Merkwürdig, sagt der Buchhändler und wischt mit dem Jackettärmel Schweißperlen von seiner Stirn.
Es ist eine Bierdeckelstory, erklärt Sentega, doch bin ich überzeugt, dass sie den Beifall Ihrer Akademie finden wird.
Was den Beifall betrifft, so wage ich als Delegierter keine Voraussagen.

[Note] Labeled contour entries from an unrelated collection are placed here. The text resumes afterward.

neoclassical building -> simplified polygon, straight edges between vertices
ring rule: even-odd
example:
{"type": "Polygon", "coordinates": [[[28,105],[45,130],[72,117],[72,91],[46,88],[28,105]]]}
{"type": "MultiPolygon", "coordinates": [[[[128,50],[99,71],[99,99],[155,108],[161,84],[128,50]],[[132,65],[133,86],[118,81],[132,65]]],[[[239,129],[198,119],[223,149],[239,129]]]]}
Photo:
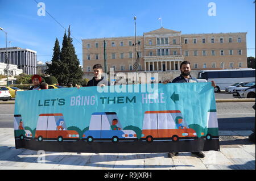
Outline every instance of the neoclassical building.
{"type": "MultiPolygon", "coordinates": [[[[170,71],[189,61],[194,70],[247,68],[247,32],[181,34],[163,27],[137,36],[139,71],[170,71]]],[[[108,71],[134,71],[134,36],[82,39],[84,72],[104,65],[104,40],[108,71]]]]}

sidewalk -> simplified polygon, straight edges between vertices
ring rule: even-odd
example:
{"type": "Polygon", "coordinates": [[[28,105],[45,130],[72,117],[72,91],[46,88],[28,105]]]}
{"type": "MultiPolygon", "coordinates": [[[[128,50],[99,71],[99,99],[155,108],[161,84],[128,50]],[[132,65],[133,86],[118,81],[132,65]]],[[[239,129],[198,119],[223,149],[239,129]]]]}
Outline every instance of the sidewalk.
{"type": "Polygon", "coordinates": [[[37,151],[15,149],[14,129],[0,128],[0,170],[3,169],[255,169],[255,146],[247,138],[251,131],[219,131],[220,151],[191,153],[172,158],[167,153],[86,153],[46,151],[45,163],[37,151]]]}

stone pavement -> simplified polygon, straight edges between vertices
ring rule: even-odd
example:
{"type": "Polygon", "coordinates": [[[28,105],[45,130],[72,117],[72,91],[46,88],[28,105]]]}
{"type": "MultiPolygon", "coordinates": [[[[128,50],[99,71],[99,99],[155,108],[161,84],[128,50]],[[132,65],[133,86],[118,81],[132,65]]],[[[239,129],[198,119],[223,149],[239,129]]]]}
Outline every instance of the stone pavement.
{"type": "Polygon", "coordinates": [[[5,169],[255,169],[255,146],[251,131],[219,131],[220,151],[204,151],[199,158],[190,153],[172,158],[167,153],[87,153],[15,149],[14,129],[0,128],[0,170],[5,169]],[[45,159],[42,159],[42,155],[45,159]],[[41,163],[45,160],[45,163],[41,163]]]}

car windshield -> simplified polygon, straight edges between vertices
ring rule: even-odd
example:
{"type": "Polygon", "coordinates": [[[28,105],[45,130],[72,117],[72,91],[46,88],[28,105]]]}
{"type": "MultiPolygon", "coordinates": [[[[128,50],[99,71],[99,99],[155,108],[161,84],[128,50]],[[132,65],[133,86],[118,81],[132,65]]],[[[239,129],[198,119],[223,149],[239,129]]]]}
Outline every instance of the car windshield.
{"type": "Polygon", "coordinates": [[[251,87],[252,86],[255,85],[255,81],[254,82],[251,82],[250,83],[246,83],[245,85],[244,85],[244,87],[251,87]]]}
{"type": "Polygon", "coordinates": [[[230,86],[236,86],[236,85],[238,85],[239,83],[240,83],[239,82],[236,83],[232,84],[230,86]]]}
{"type": "Polygon", "coordinates": [[[20,89],[15,87],[10,87],[14,90],[20,90],[20,89]]]}

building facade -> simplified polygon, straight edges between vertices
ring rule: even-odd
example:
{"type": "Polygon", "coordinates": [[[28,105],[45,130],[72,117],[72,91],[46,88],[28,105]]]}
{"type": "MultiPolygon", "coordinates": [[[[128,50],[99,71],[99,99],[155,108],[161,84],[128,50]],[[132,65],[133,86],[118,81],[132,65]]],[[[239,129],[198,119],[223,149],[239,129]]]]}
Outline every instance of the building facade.
{"type": "MultiPolygon", "coordinates": [[[[16,65],[23,73],[32,75],[36,73],[36,52],[19,47],[7,48],[9,65],[16,65]]],[[[0,62],[7,64],[5,57],[6,48],[0,48],[0,62]]]]}
{"type": "MultiPolygon", "coordinates": [[[[139,71],[179,70],[189,61],[194,70],[247,68],[247,32],[184,34],[163,27],[137,36],[140,57],[139,71]]],[[[85,73],[93,72],[94,64],[104,65],[104,43],[108,71],[134,71],[135,37],[83,39],[85,73]]]]}

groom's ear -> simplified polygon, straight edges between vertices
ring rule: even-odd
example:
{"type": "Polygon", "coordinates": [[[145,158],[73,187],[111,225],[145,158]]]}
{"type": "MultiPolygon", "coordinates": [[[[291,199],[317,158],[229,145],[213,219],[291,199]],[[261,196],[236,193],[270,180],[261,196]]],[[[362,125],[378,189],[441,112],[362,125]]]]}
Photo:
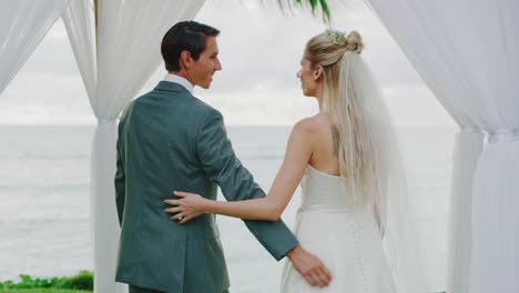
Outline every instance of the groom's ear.
{"type": "Polygon", "coordinates": [[[191,67],[193,65],[193,61],[194,60],[191,57],[191,53],[189,51],[182,51],[181,52],[180,62],[181,62],[183,68],[191,69],[191,67]]]}
{"type": "Polygon", "coordinates": [[[314,80],[318,80],[323,75],[323,67],[316,65],[314,69],[314,80]]]}

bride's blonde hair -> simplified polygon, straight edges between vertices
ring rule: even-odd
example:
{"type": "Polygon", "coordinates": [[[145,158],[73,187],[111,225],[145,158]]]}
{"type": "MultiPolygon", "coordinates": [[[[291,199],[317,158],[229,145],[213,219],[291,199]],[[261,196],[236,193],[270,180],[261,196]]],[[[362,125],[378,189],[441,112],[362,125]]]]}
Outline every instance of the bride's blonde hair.
{"type": "MultiPolygon", "coordinates": [[[[360,123],[363,113],[354,111],[357,109],[354,92],[345,81],[343,58],[346,53],[362,53],[364,49],[363,38],[357,31],[352,31],[347,36],[340,31],[326,30],[313,37],[306,44],[305,58],[314,69],[317,65],[323,68],[324,78],[324,110],[328,113],[333,123],[334,150],[339,160],[340,176],[348,179],[348,185],[365,186],[370,180],[374,166],[372,153],[364,148],[373,145],[362,145],[358,134],[366,133],[365,125],[360,123]],[[343,80],[340,80],[343,79],[343,80]],[[340,87],[344,85],[344,87],[340,87]],[[339,93],[339,88],[342,92],[339,93]],[[343,99],[343,101],[342,101],[343,99]],[[347,103],[346,107],[342,103],[347,103]],[[344,111],[344,109],[347,109],[344,111]],[[344,133],[349,133],[350,141],[346,141],[344,133]],[[349,148],[348,148],[349,146],[349,148]]],[[[358,202],[366,202],[366,192],[353,192],[350,196],[358,202]]],[[[369,192],[368,192],[369,194],[369,192]]],[[[372,193],[373,194],[373,193],[372,193]]],[[[372,199],[375,200],[375,199],[372,199]]]]}

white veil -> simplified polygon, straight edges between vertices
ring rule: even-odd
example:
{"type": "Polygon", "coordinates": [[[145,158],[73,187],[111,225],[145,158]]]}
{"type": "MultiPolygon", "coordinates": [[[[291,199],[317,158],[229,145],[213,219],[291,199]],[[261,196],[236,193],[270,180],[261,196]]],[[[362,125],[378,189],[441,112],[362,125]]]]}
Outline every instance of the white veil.
{"type": "Polygon", "coordinates": [[[373,208],[398,292],[427,292],[398,137],[381,90],[359,53],[347,51],[339,62],[338,104],[333,115],[342,138],[345,186],[354,200],[364,194],[373,208]]]}

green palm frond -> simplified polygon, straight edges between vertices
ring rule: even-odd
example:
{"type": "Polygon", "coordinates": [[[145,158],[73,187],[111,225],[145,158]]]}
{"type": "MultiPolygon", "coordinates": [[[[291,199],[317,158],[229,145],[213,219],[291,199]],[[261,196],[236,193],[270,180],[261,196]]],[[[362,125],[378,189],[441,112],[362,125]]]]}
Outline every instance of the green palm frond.
{"type": "Polygon", "coordinates": [[[320,8],[320,11],[323,13],[323,20],[326,23],[329,23],[332,19],[329,7],[326,0],[277,0],[277,3],[279,4],[279,8],[282,10],[284,10],[285,7],[287,7],[288,10],[291,10],[293,3],[301,7],[309,6],[309,8],[312,9],[312,13],[314,14],[316,14],[317,10],[320,8]]]}

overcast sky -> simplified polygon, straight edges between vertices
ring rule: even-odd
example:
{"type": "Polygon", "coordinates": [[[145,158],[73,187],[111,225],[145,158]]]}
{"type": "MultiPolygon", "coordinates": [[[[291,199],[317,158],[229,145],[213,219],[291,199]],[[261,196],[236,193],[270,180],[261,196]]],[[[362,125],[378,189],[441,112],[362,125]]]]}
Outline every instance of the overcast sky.
{"type": "MultiPolygon", "coordinates": [[[[305,42],[326,28],[306,11],[282,13],[277,0],[206,0],[195,20],[221,30],[223,70],[210,90],[195,95],[221,110],[226,124],[293,124],[317,111],[296,79],[305,42]]],[[[334,27],[364,37],[363,58],[384,89],[398,125],[451,127],[454,122],[425,87],[397,44],[362,4],[332,2],[334,27]]],[[[359,2],[359,1],[357,1],[359,2]]],[[[161,65],[141,92],[165,71],[161,65]]],[[[0,124],[94,124],[61,20],[0,97],[0,124]]]]}

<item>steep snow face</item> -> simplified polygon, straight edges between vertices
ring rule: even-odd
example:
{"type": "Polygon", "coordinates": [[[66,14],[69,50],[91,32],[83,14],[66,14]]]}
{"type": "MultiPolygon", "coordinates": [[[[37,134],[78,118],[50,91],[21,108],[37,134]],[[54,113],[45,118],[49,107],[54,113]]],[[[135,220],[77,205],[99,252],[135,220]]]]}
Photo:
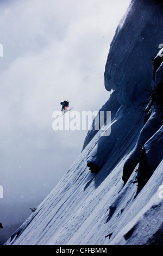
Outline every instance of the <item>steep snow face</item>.
{"type": "MultiPolygon", "coordinates": [[[[141,7],[145,4],[145,2],[141,2],[141,7]]],[[[149,5],[152,9],[149,9],[149,5],[147,7],[149,10],[149,21],[151,13],[155,13],[155,2],[151,2],[153,3],[149,5]]],[[[126,19],[130,17],[133,9],[136,13],[137,3],[140,1],[132,2],[126,19]]],[[[140,9],[139,9],[140,13],[140,9]]],[[[145,9],[142,9],[142,12],[147,15],[145,9]]],[[[129,41],[131,38],[129,32],[133,31],[136,22],[140,23],[140,28],[145,33],[143,28],[146,26],[146,17],[144,26],[142,24],[143,21],[141,19],[137,20],[136,15],[133,15],[129,20],[124,19],[116,34],[117,43],[122,44],[120,35],[122,34],[123,41],[125,39],[124,31],[126,31],[126,36],[129,36],[126,41],[129,41]],[[124,27],[126,20],[128,23],[124,27]],[[126,28],[129,23],[130,27],[127,32],[126,28]]],[[[162,21],[162,17],[159,15],[159,19],[162,21]]],[[[153,26],[150,22],[149,24],[150,26],[146,29],[151,34],[153,26]]],[[[139,33],[141,34],[141,32],[139,33]]],[[[132,47],[136,47],[136,45],[134,44],[132,47]]],[[[115,60],[115,57],[118,58],[118,55],[114,52],[115,49],[111,47],[109,58],[114,56],[115,60]]],[[[134,50],[131,49],[131,53],[134,50]]],[[[143,59],[142,63],[139,60],[139,64],[143,63],[141,68],[146,73],[149,59],[146,54],[146,49],[143,48],[143,59]]],[[[128,68],[129,68],[129,58],[125,60],[123,51],[121,53],[123,66],[127,69],[124,70],[127,74],[126,77],[127,77],[129,75],[127,71],[128,68]]],[[[126,105],[129,102],[127,98],[129,98],[127,97],[127,91],[124,90],[123,94],[123,90],[121,92],[115,87],[116,90],[102,108],[110,111],[108,108],[112,105],[114,108],[111,124],[108,124],[105,127],[106,130],[111,126],[111,135],[103,137],[102,130],[97,132],[92,131],[88,133],[80,155],[52,192],[5,245],[163,243],[161,58],[158,54],[154,59],[153,65],[152,63],[148,66],[148,72],[151,79],[148,83],[148,76],[146,77],[147,84],[141,89],[142,93],[139,89],[139,86],[140,87],[142,86],[140,70],[136,72],[135,70],[135,74],[133,74],[133,76],[130,74],[130,86],[134,87],[135,79],[137,79],[137,87],[141,96],[137,97],[138,94],[136,94],[136,100],[132,103],[130,101],[128,108],[120,105],[117,100],[119,92],[118,97],[123,98],[122,103],[126,105]],[[149,89],[151,84],[153,89],[149,97],[147,97],[146,94],[143,92],[146,87],[149,89]],[[124,97],[121,97],[122,94],[124,97]],[[97,174],[91,173],[89,168],[93,172],[96,168],[97,174]]],[[[131,66],[133,67],[134,63],[137,66],[137,58],[132,59],[131,66]]],[[[121,58],[119,62],[121,62],[121,58]]],[[[118,76],[120,77],[122,72],[120,68],[119,75],[118,70],[115,74],[115,70],[112,68],[114,71],[111,75],[113,77],[110,78],[112,81],[118,76]]],[[[143,76],[142,80],[145,81],[143,76]]],[[[127,89],[128,86],[128,80],[125,81],[122,90],[125,87],[127,89]]],[[[129,95],[131,96],[131,92],[129,89],[129,95]]]]}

Mein lieber Cockatoo, sagt Sentega und lässt mit einem Lächeln Scharen neuer Fältchen hervortreten. Wenn Sie gestatten, werde ich mich vor Ihren Augen auf die Teilnahme einstimmen. Ich hoffe, dass meine Metamorphose mich in die Lage versetzt, Ihre Akademie auf hohem Niveau zu unterhalten. Sehen Sie, Herr Cockatoo, meine Ohren sind schon nicht mehr so, wie sie eben noch waren, als ich den vierten Grappa trank. Sie sind ein wenig schmaler geworden und länglicher, während meine Nase, ja, meine gesamte Mundpartie kräftiger hervortritt. Mir sprießen auf dem blanken Haupt graubraune Haare! Nichts hält mich länger auf meinem Stuhl, so dass ich mich, als sei nichts natürlicher, auf allen Vieren niederlasse. Jetzt sind meine Ohren schon so lang, dass eine Mücke um sie kreisen kann. Wer will, darf auf meinem Rücken Platz nehmen, stellen Sie sich vor, Herr Cockatoo, ich werde mich in meinem nächsten Text auf einige wesentliche Vokale beschränken müssen, sagen wir auf das I und das A. Fällt Ihnen dazu eine Geschichte ein, nein? Dann lesen Sie, was ich, ehe ich meinen Stuhl verließ, auf den Bierdeckel schrieb.
Der Buchhändler Cockatoo nimmt den Bierdeckel, auf den Johann Willibald Sentega nur zwei Buchstaben hinterlassen hat, ein I und ein A. Eine Geschichte ist das nicht, denkt er und staunt über Sentegas Ohren, die zwei lange Schatten werfen.